Auto-Detecting Anomalies in Your Key Metrics
As your web application grows, so does the importance of monitoring. With more cogs in the machine, more things can go wrong. At Yipit, we want to find and fix application level errors in a timely fashion.
While our test suite catches most bugs, some inevitably seep through. Whereas many tools such as Ylastic, AWS, Chartbeat, Munin, and Ganglia help mitigate the monitoring headache on the machine and network level, they don’t do as great a job at the application level.
Monitoring of Application Level Metrics at Yipit
At Yipit, our application metrics consist mostly of user actions, or events. We log everything from opening our daily email and browsing the web interface to making an API call and using our mobile app.
Up until now, we’ve relied on human monitoring, user complaints, and automated custom scripts to detect worrisome trends in our application metrics. However, our recent growth forced us to look into more scalable solutions to this problem. As such, we have begun developing an automated anomaly detection system for monitoring application level metrics more intelligently, code-named Xenia.
Xenia (Not the Warrior Princess)
The main purpose of Xenia is to alert us as soon as some event metric starts to behave abnormally, as this could be indicative of an error. On the flip side, if some metric like sign-ups is doing much better than normal, we can relate it to an exogenous event such as a favorable newspaper article. As such, Xenia is useful not only for diagnosing errors, but also for understanding what you are doing right.
Anomaly Detection as a Classification Problem
To express our problem formulation in more theoretical terms, consider a classification problem where some time series data is either normal or abnormal. All Xenia is doing is classifying incoming data into one of these two cases. Naturally, the definition of normal is key here.
At Yipit, we approached this by leveraging historical data and applying statistical analysis.
A baseline process is performed on normal historical data, aggregated over several periods. In sampling a fresh period, Xenia looks at how much the fresh data differs from the baseline data.
Pictorially, you can think of the historical data as dots in some vector space. Xenia draws a tolerance boundary around it, and determines whether fresh data points fall within that boundary or not. Note that this is different from clustering - clustering means grouping objects into different classes whereas classification means determining which class a new object belongs to.
In comparing the data, we do not use frequencies (e.g. number of API calls per minute), but rather slopes (e.g. the increase of API calls since the last minute). By using slopes instead of raw values, we avoid anomaly detection based on mere growth. Instead, anomalies are defined as radical changes in the slope profile of a certain metric.
Since slopes can take on any value, we bucket slopes into power buckets. This means that any slope
2i <= x < 2i+1, would fall into bucket
i. This way, buckets are less granular at extreme slopes, to help accommodate a huge range of slopes into a finite number of buckets. The number of times each bucket is hit is used to profile a metric.
Now, there are many ways in which the slope profile of a certain metric can differ from its historical profile. It can hit previously empty buckets, hit a certain bucket a different number of times, result in different values when performing statistical tests, etc. To give you a concrete example of a statistical test we use, take the Mann-Whitney U Test, which yields a test statistic indicative of how likely two samples (the historical and the fresh data) are to come from the same probability distribution.

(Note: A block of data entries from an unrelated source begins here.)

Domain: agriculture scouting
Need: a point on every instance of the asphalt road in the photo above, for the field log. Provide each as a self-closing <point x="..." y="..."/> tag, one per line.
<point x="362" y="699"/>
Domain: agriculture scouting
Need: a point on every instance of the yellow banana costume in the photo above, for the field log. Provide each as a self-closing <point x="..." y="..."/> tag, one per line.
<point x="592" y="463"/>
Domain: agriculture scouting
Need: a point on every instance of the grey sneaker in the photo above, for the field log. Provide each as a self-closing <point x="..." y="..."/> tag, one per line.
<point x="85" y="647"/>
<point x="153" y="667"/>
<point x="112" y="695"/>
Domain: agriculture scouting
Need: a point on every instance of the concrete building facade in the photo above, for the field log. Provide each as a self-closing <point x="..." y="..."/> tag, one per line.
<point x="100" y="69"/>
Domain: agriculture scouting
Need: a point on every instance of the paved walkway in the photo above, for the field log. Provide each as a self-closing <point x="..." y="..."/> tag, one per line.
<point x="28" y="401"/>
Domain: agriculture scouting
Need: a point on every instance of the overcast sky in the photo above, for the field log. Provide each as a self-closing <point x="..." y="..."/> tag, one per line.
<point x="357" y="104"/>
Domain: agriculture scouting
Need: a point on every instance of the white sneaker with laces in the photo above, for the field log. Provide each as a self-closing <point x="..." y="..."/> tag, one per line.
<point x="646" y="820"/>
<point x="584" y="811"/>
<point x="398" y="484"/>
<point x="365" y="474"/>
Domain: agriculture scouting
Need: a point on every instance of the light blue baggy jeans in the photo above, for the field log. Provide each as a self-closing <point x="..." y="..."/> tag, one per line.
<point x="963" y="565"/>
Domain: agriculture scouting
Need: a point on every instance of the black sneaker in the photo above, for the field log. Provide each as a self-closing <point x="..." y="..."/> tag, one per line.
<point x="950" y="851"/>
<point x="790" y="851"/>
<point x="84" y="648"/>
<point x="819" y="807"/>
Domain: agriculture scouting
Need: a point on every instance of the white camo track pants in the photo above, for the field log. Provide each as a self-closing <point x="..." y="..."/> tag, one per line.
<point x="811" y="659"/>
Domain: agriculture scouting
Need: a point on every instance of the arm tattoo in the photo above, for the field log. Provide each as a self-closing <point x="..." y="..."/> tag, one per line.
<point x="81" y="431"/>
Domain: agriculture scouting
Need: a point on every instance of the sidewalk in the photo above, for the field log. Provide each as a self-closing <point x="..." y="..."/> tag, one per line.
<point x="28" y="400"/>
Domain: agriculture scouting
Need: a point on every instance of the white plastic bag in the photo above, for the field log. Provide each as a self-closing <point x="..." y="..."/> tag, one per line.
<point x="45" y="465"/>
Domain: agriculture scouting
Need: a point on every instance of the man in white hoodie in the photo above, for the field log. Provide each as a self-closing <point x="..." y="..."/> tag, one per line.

Each way in which fresh data differs from its historical profile constitutes an alert reason, and is assigned a score based on its type, magnitude, and weight. An anomaly is detected when the sum of these scores exceed a dynamic threshold determined by machine learning.
Breaking Down an Anomaly
These alert reasons allow us to understand the main contributing factors that triggered the alert, which Xenia could use to tweak parameters dynamically.
Furthermore, this breakdown allows for additive development in the sense that we can add new alert reasons as we come up them without replacing old ones. With machine learning, alert reasons can also be toggled and assigned different base weights based on their effectiveness.
Whenever an anomaly is detected, Xenia displays relevant statistics and information, as well as graphs to visualize the data (using Graphite). Such an alert view also has a feedback capability, where humans, after looking into the issue, can mark the alert instance as true or false. This way, Xenia constantly learns and improves, and reacts dynamically to different types of metrics over time.
A Work in Progress
While we believe in its potential, our current methodology relies on some assumptions and has weaknesses:
Assumes independence of sequential slopes
Disregards order of slopes
Doesn’t take into account relationships between metrics
Calibration takes time
Impacted by seasonal factors (like holidays) unless historical data spans more than a year
But we see Xenia as an evolving project. Soon, we hope it will be good enough to serve Yipit’s needs. We’ll be sharing our progress, mistakes and lessons learned as we continue to work on this project.
Meanwhile, we would really appreciate suggestions and feedback. You can comment below or reach out to Henry Xie, the author of this project, at henry at yipit dot com.
Eventually, we hope it could become generic and good enough to constitute an important tool for any large web application.